Take a three-hour plane ride south to the Gunung
Mulu World Heritage Area – a mecca
for international cave explorers. Views of the park’s lush tropical jungle,
winding rivers and limestone cliffs mesmerized me from the moment my plane
descended into the tiny Mulu Airport, just outside the park’s entrance. My mood
got even better when I went to visitor’s center and rented a simple
bungalow with a porch (230 ringgit) in the middle of the park’s grounds,
putting trailheads just steps away from my front door.
First on the to-do list should be a late afternoon
hike with a ranger to Deer Cave, one of the largest cave passages in the world.

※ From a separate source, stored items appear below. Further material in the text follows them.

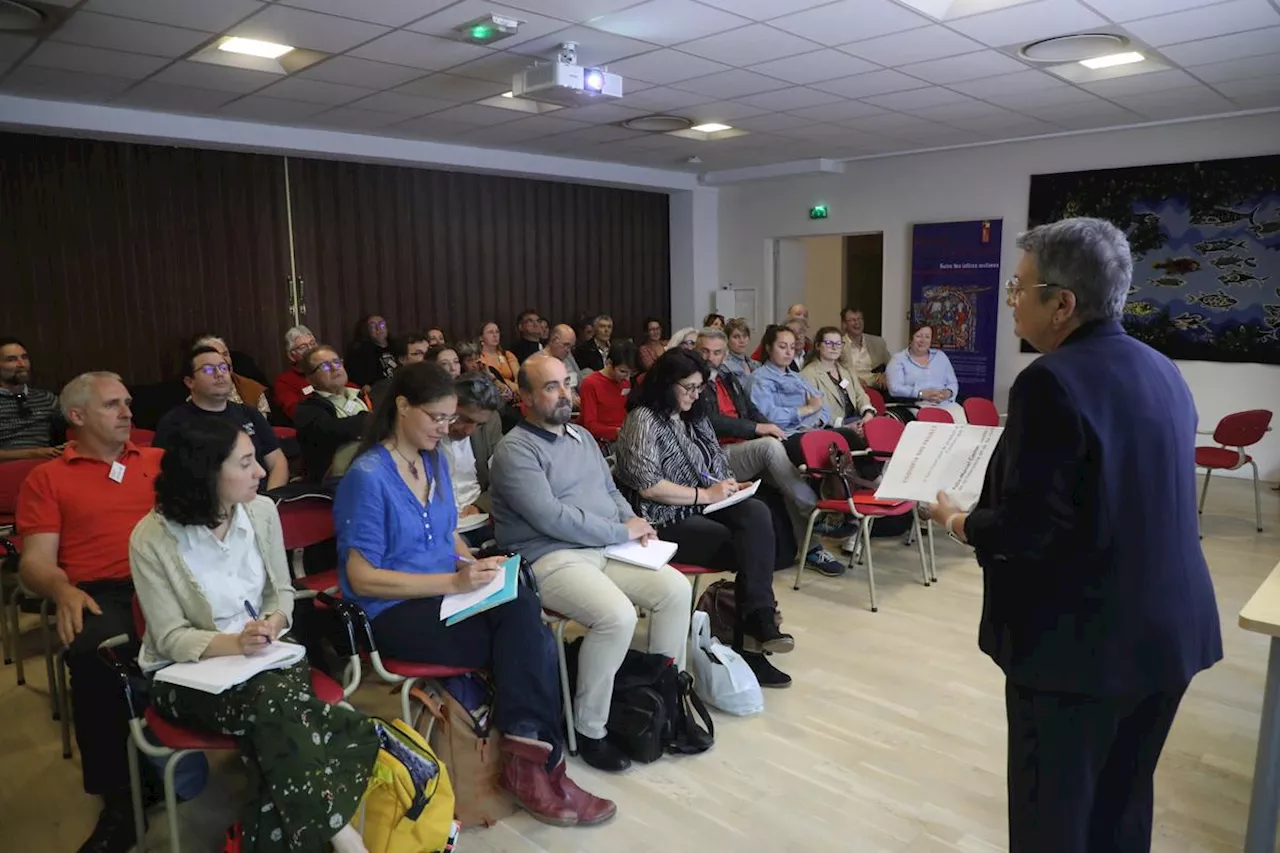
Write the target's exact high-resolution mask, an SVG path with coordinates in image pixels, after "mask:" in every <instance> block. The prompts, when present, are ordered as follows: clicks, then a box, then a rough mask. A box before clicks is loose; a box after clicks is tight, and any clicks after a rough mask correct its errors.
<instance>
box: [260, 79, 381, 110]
mask: <svg viewBox="0 0 1280 853" xmlns="http://www.w3.org/2000/svg"><path fill="white" fill-rule="evenodd" d="M260 95H264V96H266V97H284V99H288V100H293V101H306V102H307V104H323V105H325V106H342V105H343V104H349V102H351V101H355V100H358V99H361V97H365V96H366V95H372V90H367V88H360V87H357V86H342V85H339V83H326V82H324V81H319V79H305V78H302V77H287V78H285V79H282V81H280V82H279V83H273V85H271V86H268V87H266V88H264V90H262V91H261V92H260Z"/></svg>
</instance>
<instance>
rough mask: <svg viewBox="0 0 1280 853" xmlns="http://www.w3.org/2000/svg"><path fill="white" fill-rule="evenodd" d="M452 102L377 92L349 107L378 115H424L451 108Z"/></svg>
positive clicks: (401, 93)
mask: <svg viewBox="0 0 1280 853" xmlns="http://www.w3.org/2000/svg"><path fill="white" fill-rule="evenodd" d="M453 104H454V102H453V101H444V100H439V99H435V97H416V96H413V95H402V93H399V92H378V93H376V95H370V96H369V97H365V99H362V100H358V101H356V102H353V104H349V106H353V108H356V109H360V110H375V111H379V113H396V114H398V115H426V114H428V113H435V111H438V110H443V109H447V108H449V106H453Z"/></svg>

We hiked two miles around massive trees and through gnarled vines before
arriving at its massive mouth, about 410ft high and 479ft wide. There we sat
and waited until dusk when hundreds of thousands of wrinkled-lip bats flew out
in a single swirling line, looking for insects while rapidly moving like an Etch-a-Sketch across the sky.
Inside, Deer Cave extends for two-and-a-half miles, humming
with the sound of squeaking birds and bats. By flashlight, a guide led me past
mountains of bat guano towering more than 300ft high to a sun-filled spot with
pools of water that was dubbed the Garden of Eden. A portion of the cave roof
collapsed long ago, creating a natural, mossy window framed by a shock of green
To increase the adrenaline factor, descend into other
parts of Mulu’s massive cave system. Squeeze through tight crevices in Racer
Cave or swim across underground rivers in the Clearwater Connection. For
sweeping views of the park, head above ground and climb Mount Api to see the
bizarre but captivating forest of razor-sharp limestone spikes called the
Further south, an hour and a half by plane, Kuching is
the perfect place to become an urban adventurer. The culturally diverse capital
city was founded in 1839 by English traveller James Brooke. Over the last two
centuries, Malays, Indians, Chinese, Europeans and local tribes have migrated to
Kuching, set on the banks of the Sarawak River.
Most of my days were spent strolling past mosques,
Chinese temples and colonial-style buildings painted in vibrant shades of red,
yellow and blue. The shops in the main bazaar on Kuching’s waterfront are some
of the best places in all of Malaysian Borneo to buy traditional handicrafts,
made by indigenous tribes like the Bidayuh and Iban. I picked up rustic-looking
teak bowls and deep green, hand-woven cashmere scarves.
For local flavour, spend a Saturday or Sunday
afternoon at the bustling weekend market on Satok Street, sampling jungle ferns
and spiky red rambutan fruit that tastes sweet like a lychee. The tarp-covered
stalls here are also good spots to pick up prepared foods like sweet Malaysian
cakes, Indian rotis and spicy noodle soups.
Dinner at the Top
Spot Food Court, a sprawling seafood market curiously located on top of a
parking garage on Padungan Street, serves dishes like a whole crispy fried red
snapper topped with hot chillies, pineapples and scallions. Counters display
seemingly endless options of lobsters, prawns, scallops and wholes fishes, all
lain on ice. Flip through menus at different stalls or point to whatever you
are craving and a delicious hot meal will soon arrive. Wash it down with a
chilled fruit juice or bottle of Tiger beer.
End your night full and happy in a stylish room at The LimeTree Hotel (rates start at 168
ringgit), an affordable boutique in the city’s low-key Chinatown.
Low-cost airlines like AirAsia and MASwings will get you around Malaysian
Borneo quickly. Flights start as low as 63 ringgit, and AirAsia lets you book
online up to four hours before departure time.